Clearly, to access an element of a 3-D tensor such as k_lst here, we need 3 indexes - one for each dimension. If you give 3 tensors of same shapes to the [] operator, it can get a bunch of legal indexes by matching corresponding elements from the 3 tensors.

If the 3 tensors are of different shapes, but broadcastable (as is the case here), it copies the relevant rows/columns of the lacking tensors the requisite number of times to get tensors with the same shapes.

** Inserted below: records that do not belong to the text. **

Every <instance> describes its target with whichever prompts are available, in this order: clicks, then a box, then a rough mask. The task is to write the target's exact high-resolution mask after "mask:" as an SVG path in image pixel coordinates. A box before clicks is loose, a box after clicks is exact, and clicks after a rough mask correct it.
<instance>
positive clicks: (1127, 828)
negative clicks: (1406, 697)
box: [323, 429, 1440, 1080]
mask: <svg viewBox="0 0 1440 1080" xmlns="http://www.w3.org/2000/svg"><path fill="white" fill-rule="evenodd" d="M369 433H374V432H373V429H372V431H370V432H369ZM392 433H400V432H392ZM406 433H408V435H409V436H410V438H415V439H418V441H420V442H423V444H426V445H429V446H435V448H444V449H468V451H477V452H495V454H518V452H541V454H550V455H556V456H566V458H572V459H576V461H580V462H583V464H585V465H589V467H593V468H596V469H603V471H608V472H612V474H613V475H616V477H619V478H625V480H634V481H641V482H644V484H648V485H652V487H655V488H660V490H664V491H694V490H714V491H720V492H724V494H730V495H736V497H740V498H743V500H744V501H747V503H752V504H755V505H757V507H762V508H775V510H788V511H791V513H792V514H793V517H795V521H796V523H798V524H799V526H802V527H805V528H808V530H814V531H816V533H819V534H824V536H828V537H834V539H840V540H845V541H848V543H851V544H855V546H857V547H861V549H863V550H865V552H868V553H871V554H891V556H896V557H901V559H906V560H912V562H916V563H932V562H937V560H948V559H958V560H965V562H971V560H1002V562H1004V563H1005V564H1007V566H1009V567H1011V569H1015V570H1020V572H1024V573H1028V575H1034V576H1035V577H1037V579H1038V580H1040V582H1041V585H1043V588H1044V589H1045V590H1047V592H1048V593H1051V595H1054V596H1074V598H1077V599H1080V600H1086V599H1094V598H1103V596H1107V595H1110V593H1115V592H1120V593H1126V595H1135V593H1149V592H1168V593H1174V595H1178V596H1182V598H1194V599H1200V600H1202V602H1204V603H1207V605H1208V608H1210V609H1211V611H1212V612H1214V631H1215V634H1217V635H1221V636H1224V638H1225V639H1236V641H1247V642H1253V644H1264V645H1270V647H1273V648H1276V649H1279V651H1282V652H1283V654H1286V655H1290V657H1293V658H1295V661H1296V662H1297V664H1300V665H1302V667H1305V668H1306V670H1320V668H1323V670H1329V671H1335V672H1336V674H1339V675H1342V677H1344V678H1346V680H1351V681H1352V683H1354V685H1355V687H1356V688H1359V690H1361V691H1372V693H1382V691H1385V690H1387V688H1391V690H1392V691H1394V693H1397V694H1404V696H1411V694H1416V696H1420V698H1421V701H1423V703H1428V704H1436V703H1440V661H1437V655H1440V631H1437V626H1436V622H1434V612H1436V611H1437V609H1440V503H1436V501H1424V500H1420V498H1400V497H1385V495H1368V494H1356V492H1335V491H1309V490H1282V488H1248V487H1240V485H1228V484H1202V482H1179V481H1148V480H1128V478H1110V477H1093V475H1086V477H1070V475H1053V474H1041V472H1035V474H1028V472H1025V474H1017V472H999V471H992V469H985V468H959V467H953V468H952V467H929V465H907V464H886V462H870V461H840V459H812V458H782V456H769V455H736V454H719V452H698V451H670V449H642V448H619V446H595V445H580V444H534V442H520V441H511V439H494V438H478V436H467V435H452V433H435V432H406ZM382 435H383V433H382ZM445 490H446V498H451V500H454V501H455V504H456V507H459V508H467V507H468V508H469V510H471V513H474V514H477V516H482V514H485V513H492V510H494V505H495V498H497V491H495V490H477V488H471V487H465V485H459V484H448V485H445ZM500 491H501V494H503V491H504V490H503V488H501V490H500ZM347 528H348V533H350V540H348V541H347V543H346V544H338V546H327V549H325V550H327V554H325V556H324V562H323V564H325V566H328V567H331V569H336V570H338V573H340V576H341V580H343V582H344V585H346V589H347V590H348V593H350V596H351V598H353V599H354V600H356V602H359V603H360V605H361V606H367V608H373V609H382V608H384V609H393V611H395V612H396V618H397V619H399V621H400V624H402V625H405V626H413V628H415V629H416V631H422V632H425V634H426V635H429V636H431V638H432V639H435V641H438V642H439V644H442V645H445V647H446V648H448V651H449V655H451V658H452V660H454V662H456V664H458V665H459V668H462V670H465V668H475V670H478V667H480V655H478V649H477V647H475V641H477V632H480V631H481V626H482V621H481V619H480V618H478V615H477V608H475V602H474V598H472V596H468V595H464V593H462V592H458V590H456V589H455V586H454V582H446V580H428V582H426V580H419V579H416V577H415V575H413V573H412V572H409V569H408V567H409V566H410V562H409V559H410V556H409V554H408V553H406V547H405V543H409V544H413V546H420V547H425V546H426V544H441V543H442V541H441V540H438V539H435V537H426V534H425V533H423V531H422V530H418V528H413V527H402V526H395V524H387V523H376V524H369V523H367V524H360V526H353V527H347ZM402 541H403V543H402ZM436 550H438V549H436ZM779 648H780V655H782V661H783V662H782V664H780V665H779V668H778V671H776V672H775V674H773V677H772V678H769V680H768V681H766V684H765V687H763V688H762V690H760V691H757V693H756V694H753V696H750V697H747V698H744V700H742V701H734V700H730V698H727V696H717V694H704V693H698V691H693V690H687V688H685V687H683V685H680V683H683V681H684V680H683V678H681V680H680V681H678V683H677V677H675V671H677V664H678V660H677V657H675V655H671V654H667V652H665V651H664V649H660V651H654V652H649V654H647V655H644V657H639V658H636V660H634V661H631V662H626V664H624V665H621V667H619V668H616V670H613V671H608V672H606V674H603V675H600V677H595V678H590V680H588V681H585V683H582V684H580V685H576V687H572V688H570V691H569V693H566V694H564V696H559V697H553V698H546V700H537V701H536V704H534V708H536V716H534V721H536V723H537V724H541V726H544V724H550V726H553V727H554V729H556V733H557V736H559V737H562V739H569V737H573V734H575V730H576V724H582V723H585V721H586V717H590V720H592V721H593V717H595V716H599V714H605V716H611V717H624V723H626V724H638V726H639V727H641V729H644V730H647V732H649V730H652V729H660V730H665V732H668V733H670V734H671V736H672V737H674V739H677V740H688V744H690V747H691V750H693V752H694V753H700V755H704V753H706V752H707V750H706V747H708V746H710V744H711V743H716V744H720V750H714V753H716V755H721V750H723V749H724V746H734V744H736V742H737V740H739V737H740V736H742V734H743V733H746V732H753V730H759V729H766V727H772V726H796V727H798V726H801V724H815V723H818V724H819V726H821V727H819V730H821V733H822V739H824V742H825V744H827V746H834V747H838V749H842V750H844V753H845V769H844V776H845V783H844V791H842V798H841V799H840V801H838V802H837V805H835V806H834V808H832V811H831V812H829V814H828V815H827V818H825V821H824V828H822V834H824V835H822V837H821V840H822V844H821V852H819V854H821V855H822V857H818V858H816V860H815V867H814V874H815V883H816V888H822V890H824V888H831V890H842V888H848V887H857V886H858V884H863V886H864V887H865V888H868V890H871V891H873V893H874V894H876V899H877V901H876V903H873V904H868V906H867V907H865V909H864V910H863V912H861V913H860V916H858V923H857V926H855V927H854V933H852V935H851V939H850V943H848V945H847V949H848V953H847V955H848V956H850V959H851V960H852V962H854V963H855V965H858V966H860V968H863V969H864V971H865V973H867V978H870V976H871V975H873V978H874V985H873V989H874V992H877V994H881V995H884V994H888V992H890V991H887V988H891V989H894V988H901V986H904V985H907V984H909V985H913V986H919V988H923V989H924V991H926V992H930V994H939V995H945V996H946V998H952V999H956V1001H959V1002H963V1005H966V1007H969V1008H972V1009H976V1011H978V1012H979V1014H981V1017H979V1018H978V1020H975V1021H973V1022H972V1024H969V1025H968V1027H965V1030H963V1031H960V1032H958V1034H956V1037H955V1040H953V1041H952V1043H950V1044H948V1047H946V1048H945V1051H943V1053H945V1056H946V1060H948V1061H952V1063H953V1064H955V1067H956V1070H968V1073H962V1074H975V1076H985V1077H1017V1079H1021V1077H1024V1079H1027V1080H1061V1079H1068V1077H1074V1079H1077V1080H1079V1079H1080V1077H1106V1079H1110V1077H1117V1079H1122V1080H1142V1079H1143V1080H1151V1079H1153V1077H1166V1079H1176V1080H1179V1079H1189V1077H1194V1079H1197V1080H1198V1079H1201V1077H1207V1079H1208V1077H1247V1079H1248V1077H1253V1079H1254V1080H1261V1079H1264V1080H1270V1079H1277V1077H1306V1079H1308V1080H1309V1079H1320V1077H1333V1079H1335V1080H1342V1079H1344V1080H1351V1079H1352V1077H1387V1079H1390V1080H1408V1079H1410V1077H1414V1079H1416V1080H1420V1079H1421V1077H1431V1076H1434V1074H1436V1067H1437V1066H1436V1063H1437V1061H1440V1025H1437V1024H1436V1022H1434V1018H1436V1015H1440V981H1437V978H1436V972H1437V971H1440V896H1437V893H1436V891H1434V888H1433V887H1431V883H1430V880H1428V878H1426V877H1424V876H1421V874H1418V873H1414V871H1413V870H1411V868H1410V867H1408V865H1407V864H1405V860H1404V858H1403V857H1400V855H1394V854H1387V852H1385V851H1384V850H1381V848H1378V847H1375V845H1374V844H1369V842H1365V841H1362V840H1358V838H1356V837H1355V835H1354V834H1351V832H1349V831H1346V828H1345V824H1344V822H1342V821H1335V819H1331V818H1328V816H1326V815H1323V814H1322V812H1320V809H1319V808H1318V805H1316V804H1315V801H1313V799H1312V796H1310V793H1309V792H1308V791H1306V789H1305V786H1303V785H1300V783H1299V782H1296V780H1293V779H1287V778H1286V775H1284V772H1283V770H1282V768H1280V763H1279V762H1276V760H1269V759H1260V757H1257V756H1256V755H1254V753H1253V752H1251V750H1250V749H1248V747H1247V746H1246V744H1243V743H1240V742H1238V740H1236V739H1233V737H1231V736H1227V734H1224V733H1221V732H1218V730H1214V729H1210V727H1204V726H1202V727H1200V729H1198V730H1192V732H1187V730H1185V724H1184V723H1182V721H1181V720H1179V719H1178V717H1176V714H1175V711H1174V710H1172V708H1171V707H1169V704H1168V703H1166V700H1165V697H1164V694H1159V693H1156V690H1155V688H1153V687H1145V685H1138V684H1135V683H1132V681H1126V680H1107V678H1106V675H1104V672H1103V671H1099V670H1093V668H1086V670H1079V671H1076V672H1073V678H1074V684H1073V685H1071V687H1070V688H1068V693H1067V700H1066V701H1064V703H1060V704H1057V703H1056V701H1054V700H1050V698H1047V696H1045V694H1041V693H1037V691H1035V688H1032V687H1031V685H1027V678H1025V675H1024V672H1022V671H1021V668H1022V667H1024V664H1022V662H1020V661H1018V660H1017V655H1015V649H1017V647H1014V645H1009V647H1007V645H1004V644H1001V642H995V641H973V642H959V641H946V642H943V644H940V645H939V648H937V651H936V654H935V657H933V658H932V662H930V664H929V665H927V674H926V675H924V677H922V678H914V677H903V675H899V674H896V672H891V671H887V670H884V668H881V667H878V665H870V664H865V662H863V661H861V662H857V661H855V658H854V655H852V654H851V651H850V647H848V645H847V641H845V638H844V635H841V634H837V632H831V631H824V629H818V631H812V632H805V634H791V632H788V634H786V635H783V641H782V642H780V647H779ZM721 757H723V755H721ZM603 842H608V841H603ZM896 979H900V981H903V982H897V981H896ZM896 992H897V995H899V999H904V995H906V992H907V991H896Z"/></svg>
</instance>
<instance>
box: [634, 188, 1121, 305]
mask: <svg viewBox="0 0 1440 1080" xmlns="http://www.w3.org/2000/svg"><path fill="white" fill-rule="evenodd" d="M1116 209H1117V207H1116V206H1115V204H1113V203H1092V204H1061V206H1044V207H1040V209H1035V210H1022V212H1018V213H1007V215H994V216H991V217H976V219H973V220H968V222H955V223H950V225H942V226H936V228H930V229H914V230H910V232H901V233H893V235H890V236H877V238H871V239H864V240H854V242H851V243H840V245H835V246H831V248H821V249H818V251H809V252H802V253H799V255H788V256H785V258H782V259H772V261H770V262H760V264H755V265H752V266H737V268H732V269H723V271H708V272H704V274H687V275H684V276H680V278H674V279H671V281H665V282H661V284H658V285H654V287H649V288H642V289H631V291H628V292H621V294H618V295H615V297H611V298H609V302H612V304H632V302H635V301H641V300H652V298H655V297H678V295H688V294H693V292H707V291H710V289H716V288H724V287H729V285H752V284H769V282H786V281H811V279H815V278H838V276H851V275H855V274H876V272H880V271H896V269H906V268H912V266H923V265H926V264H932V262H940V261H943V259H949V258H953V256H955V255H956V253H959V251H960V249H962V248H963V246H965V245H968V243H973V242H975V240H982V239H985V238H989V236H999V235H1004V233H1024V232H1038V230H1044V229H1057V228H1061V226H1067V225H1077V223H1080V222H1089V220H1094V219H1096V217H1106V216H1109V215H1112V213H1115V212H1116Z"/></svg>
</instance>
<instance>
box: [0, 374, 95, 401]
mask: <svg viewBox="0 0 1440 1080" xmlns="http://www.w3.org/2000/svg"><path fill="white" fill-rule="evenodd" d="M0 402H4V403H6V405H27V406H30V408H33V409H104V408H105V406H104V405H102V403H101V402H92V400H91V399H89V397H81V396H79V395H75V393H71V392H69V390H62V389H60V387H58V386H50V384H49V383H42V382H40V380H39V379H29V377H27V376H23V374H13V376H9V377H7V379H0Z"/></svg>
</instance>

Ultimately, in my case, if we go into how the different values got assigned, this would be equivalent to doing

k_lst[0,0,inp_list[0,0,1]] = inp_list[0,0,0].float()
k_lst[0,1,inp_list[0,1,1]] = inp_list[0,1,0].float()
k_lst[0,2,inp_list[0,2,1]] = inp_list[0,2,0].float()
k_lst[0,3,inp_list[0,3,1]] = inp_list[0,3,0].float()
k_lst[1,0,inp_list[1,0,1]] = inp_list[1,0,0].float()
k_lst[1,1,inp_list[1,1,1]] = inp_list[1,1,0].float()
.
.
.
k_lst[3,3,inp_list[3,3,1]] = inp_list[3,3,0].float()

This format reminds me of torch.Tensor.scatter(), but if it can be used to solve this problem, I haven't figured out how yet.